Late last week on Oct. 20th, Judge Koh also ordered Apple to disclose financial information including profits on specific devices to consider their appeal for an additional $535 million in damages from Samsung. Apple has now appealed the order, claiming the information would help competitors.
Samsung, meanwhile, continues to press its momentum, asking Judge Koh to throw out the entire jury’s decision. Samsung alleges misconduct by the jury foreman Vel Hogan, who they claim misled the rest of the jury in favor of disregarding Samsung’s claim that previous art invalidated Apple’s patents. Hogan failed to disclose that Samsung’s business partner Seagate had sued him and caused his bankruptcy in 1993. Hogan did not answer any questions dishonestly however; he was only asked about litigation in the past ten years. “It is very hard to get a jury verdict thrown out for juror misconduct,” Stanford Law School professor Mark Lemley said in an email to Bloomberg. “If he truthfully answered the questions he was asked, Samsung will have a hard time proving bias.”
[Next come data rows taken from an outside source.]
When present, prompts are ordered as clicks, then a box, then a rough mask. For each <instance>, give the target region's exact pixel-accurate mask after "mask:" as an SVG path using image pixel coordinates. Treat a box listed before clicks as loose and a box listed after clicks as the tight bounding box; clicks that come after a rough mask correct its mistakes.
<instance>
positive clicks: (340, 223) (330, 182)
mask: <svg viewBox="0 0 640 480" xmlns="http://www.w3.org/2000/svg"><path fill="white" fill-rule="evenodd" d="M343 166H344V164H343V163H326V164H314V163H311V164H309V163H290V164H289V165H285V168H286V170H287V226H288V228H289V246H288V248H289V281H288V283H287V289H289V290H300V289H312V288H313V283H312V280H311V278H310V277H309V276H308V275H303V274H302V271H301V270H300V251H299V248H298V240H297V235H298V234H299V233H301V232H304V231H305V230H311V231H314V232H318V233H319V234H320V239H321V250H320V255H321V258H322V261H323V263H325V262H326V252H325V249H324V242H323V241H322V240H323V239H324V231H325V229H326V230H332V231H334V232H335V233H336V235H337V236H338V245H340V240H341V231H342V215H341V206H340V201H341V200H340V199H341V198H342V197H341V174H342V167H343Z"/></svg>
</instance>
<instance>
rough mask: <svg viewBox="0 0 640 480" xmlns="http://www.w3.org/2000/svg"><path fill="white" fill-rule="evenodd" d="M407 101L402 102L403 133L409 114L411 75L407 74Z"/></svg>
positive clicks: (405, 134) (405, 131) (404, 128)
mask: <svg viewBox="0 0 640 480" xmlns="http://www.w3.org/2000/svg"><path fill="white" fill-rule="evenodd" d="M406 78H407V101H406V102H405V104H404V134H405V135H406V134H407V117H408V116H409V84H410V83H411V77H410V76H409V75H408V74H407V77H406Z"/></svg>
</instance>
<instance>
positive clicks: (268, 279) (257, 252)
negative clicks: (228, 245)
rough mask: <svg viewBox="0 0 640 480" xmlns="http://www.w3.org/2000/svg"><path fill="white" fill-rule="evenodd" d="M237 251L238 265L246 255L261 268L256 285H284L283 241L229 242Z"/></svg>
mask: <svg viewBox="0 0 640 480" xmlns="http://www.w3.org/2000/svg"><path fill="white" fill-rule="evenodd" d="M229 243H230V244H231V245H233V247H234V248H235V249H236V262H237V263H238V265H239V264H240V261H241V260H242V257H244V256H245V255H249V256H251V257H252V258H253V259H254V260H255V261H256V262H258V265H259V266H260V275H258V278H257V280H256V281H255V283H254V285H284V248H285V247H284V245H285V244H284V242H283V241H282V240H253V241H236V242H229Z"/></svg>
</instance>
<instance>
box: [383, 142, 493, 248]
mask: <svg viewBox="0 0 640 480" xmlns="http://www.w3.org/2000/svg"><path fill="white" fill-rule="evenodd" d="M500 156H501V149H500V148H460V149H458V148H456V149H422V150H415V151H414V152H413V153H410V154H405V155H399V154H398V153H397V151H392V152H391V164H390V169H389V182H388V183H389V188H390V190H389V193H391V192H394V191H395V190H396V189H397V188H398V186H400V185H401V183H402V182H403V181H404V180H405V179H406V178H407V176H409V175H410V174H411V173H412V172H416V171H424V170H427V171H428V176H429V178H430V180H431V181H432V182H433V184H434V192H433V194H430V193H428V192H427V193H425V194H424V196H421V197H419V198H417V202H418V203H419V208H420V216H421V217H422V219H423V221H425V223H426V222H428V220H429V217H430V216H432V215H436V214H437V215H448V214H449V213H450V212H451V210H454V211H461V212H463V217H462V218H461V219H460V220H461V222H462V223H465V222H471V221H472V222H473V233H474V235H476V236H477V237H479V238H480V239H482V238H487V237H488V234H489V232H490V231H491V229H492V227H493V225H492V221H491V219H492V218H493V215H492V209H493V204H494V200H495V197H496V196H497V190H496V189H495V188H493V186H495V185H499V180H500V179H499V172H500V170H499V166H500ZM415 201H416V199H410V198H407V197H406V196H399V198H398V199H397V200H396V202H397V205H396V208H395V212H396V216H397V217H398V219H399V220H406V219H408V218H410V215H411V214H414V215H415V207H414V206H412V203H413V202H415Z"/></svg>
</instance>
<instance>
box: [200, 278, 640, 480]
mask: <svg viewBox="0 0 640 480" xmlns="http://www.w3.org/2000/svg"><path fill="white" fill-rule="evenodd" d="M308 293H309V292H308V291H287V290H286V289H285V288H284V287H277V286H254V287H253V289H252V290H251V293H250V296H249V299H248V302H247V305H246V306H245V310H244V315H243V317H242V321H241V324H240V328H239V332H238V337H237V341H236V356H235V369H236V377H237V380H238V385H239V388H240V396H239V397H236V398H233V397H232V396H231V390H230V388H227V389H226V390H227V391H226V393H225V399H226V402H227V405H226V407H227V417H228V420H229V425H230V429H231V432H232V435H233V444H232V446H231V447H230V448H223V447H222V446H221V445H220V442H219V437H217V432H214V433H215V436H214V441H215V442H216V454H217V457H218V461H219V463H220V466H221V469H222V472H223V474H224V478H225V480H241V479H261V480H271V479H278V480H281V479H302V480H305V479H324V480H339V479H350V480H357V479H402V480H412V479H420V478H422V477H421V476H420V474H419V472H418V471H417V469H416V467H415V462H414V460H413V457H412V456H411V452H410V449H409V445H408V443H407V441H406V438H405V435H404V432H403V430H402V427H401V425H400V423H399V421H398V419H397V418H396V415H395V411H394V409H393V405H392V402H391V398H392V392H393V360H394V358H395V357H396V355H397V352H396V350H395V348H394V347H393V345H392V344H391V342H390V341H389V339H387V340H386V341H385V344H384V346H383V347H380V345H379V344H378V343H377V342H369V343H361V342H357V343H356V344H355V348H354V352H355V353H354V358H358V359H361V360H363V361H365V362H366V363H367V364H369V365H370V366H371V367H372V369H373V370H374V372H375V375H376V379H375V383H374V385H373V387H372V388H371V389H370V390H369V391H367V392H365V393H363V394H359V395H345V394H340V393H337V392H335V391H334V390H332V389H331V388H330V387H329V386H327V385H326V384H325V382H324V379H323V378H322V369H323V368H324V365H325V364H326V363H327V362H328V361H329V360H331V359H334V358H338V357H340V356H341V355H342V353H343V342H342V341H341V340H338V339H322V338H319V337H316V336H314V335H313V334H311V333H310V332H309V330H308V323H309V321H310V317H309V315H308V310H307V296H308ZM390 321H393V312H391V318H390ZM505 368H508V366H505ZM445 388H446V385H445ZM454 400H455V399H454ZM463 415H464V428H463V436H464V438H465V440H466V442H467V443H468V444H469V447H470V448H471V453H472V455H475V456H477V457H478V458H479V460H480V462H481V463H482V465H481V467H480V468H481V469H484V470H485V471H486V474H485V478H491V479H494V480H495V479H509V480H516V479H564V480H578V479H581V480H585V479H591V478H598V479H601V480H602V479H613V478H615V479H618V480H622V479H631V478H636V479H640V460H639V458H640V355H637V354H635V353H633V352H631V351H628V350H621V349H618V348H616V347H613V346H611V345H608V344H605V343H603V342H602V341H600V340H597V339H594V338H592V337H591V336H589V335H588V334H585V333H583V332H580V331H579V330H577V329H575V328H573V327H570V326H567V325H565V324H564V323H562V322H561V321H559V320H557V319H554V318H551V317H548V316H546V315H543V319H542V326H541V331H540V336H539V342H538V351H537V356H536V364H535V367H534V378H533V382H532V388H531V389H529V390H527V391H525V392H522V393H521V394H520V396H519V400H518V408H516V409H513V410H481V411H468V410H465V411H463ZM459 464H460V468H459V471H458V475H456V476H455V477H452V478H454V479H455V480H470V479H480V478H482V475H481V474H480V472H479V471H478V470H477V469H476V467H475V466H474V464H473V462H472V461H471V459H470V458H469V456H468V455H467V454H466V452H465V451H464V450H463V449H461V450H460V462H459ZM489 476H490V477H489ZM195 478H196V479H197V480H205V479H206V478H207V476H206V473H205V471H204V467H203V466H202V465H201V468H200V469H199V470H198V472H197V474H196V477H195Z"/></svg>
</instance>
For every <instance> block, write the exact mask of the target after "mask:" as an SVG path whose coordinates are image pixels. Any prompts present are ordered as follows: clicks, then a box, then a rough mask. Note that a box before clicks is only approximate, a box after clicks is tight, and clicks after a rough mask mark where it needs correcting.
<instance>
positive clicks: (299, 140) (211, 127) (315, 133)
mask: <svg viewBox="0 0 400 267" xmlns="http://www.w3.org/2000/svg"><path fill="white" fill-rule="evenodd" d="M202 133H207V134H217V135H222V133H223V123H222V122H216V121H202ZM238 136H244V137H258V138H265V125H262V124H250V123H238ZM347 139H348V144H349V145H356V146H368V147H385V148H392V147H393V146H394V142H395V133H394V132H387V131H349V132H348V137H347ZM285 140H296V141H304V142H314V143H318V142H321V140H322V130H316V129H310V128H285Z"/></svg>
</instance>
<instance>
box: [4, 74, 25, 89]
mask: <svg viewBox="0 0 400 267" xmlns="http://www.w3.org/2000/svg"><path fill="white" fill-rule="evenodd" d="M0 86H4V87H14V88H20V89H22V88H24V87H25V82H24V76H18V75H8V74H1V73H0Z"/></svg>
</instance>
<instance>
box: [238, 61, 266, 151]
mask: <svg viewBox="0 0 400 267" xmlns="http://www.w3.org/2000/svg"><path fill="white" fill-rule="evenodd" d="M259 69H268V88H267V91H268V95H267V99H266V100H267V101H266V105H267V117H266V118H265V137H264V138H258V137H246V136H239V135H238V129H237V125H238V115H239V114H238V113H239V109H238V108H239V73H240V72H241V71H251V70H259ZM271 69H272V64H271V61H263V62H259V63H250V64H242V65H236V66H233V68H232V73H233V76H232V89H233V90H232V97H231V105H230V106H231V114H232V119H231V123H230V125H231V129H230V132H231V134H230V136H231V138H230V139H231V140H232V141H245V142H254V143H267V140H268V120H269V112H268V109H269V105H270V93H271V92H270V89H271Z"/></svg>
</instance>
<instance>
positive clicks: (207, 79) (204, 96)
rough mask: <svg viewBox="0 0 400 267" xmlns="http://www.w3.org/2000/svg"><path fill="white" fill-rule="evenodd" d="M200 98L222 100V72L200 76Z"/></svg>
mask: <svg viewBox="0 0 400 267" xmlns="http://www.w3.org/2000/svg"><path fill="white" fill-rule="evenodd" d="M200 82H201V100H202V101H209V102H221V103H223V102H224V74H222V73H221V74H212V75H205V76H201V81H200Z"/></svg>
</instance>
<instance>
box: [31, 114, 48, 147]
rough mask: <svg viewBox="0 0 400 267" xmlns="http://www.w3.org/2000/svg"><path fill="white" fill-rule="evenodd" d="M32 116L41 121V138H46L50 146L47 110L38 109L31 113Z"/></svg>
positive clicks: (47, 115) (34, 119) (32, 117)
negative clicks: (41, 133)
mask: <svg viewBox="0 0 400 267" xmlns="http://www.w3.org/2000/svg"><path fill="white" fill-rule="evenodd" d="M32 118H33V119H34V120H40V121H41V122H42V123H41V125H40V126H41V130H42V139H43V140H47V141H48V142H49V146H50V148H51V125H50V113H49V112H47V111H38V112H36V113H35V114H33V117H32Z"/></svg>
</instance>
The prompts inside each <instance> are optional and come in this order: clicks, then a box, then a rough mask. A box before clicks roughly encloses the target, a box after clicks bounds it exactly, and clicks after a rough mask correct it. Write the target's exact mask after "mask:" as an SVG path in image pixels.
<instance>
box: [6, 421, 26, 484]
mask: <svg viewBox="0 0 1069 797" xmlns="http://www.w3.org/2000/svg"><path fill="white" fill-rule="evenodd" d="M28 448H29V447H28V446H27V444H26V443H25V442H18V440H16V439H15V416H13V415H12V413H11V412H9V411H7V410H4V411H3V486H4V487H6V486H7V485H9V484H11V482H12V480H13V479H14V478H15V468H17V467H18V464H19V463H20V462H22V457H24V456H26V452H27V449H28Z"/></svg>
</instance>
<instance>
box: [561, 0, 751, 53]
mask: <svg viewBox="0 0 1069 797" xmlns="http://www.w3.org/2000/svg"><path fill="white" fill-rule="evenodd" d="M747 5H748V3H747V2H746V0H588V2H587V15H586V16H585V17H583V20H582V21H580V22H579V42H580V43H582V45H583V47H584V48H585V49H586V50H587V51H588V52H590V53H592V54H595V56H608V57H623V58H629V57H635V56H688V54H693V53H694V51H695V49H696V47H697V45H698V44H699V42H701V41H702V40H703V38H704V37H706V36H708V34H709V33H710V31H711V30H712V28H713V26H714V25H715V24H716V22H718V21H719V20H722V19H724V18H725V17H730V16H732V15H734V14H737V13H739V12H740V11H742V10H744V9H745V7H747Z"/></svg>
Though the potential loss of patent ‘381 further undermines Apples trial victory, Florian Mueller, a celebrated IP lawyer turned analyst doubts it will cause any long term damage to Apple, which has stockpiled dozens of patents for their interface. “It doesn’t matter in a strategic sense if some of [Apple’s patents], or even many of them, get invalidated. [Apple] just needs to enforce enough of them to ensure product differentiation” Mueller posted to his FOSS Patents blog. Apple has, in fact, filed another lawsuit claiming 17 additional Samsung products including the popular Galaxy S III violate Apple patents. “At the end of the day [‘381] just one of many patents-in-suit.”